After reading Marcuse I've been left with some important thoughts but also some confusion. Particularly I am not clear on why (and how?) Marcuse shifts from talking about consumerism and "higher level culture" to sexuality in chapter 3. I found the parts about consumerism to be quite interesting and profound but I can't seem to find the relevance in the parts about sexuality. It is very possible that I need to go back and read this section again but it seemed like a drastic switch of content to the point that it seemed irrelevant. Obviously this stuff is in there for a reason so it's a shame to misunderstand it.

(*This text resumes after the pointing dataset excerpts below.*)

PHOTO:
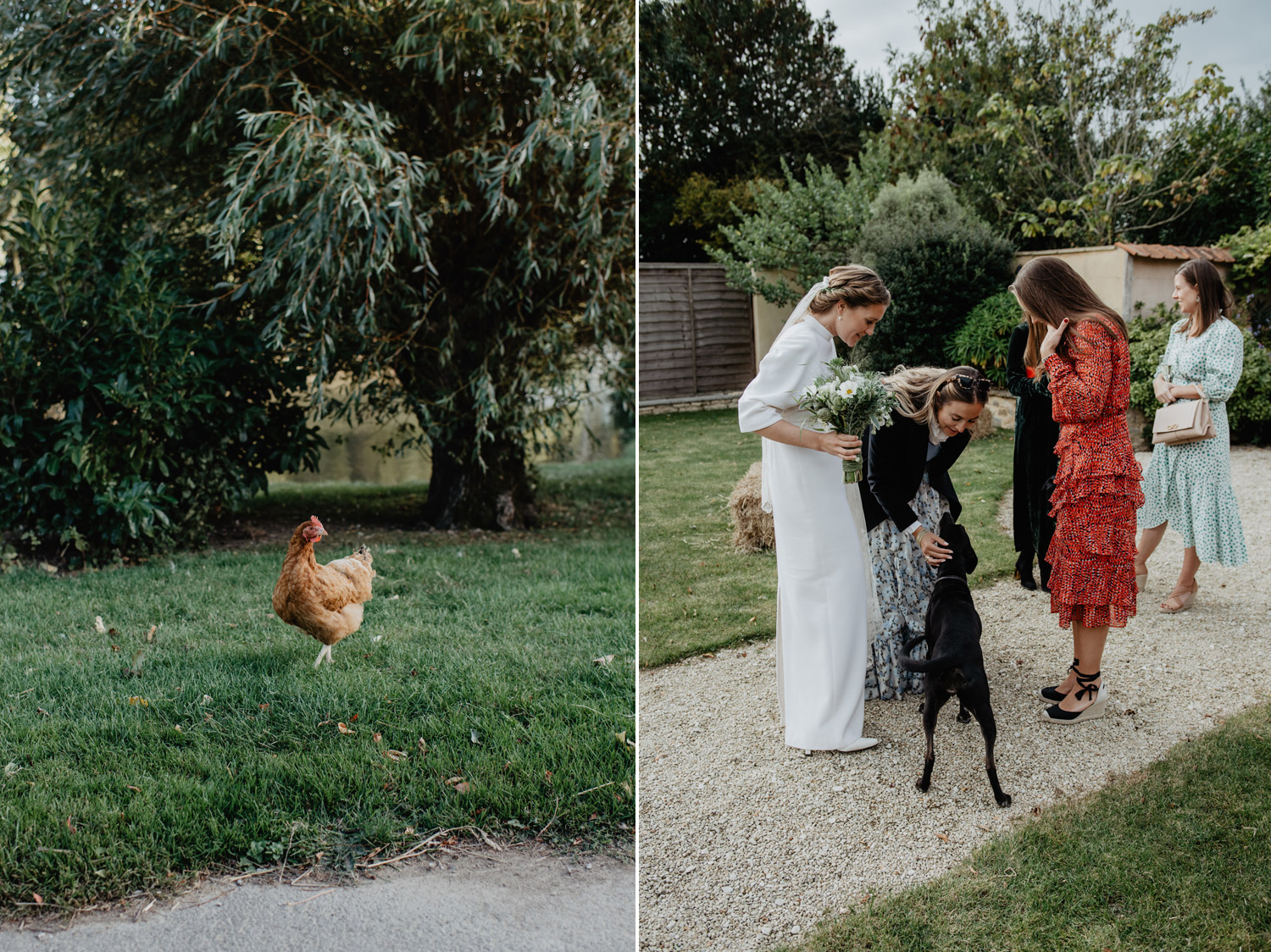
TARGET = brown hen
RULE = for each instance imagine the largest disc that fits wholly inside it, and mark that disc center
(325, 601)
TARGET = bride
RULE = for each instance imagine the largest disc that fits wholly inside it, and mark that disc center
(823, 594)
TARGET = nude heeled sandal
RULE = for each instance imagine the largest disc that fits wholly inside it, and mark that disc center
(1184, 599)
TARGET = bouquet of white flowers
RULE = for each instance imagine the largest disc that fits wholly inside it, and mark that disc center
(848, 399)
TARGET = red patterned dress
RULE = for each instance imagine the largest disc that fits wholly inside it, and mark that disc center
(1097, 484)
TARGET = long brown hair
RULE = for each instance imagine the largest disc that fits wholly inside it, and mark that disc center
(1213, 295)
(856, 285)
(923, 390)
(1052, 291)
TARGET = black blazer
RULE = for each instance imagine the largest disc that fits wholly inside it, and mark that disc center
(894, 460)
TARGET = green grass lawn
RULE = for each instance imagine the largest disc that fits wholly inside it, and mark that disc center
(699, 594)
(1176, 857)
(469, 697)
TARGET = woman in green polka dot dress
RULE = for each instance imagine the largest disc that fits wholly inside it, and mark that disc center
(1190, 486)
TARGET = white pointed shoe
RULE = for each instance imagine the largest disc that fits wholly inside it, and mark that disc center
(861, 744)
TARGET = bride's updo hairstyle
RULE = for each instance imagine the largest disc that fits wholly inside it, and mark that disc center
(856, 285)
(920, 391)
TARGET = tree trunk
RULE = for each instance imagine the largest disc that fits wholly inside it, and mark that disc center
(463, 495)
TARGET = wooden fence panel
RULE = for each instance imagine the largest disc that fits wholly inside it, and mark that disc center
(696, 333)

When I read Marcuse, I can't help but feel like I'm just reading the strings of thoughts that just pop into his head. He rambles on about so many different topics and sort of relates them to what his main idea is sometimes but not always.However, I find his discussion on art in chapter 3 to be especially interesting. He focuses on the alienation involved with artwork and claims, "prior to the advent of this cultural reconciliation, literature and art were essentially alienation...they were a rational, cognitive force, revealing a dimension of man and nature which was repressed and repelled in reality." I can buy this, that art does expose the dimension of man who cannot be accepted in reality. But you would have to discount all realist art. Marcuse goes on to argue that, "the developing technological reality undermines not only the traditional forms but the very basis of the artistic alienation-that is, it tends to invalidate not only certain "styles" but also the very substance of art." This is where he loses me. I understand that the examples he uses, Madam Bovary and Romeo and Juliet, are tragic art pieces of "historical essence," but I don't think that the emergence of technology invalidates the alienation in art at all. On the contrary, I think technical advances allow us to develop new arts that still include the essential aspect of alienation as well as several other ideas.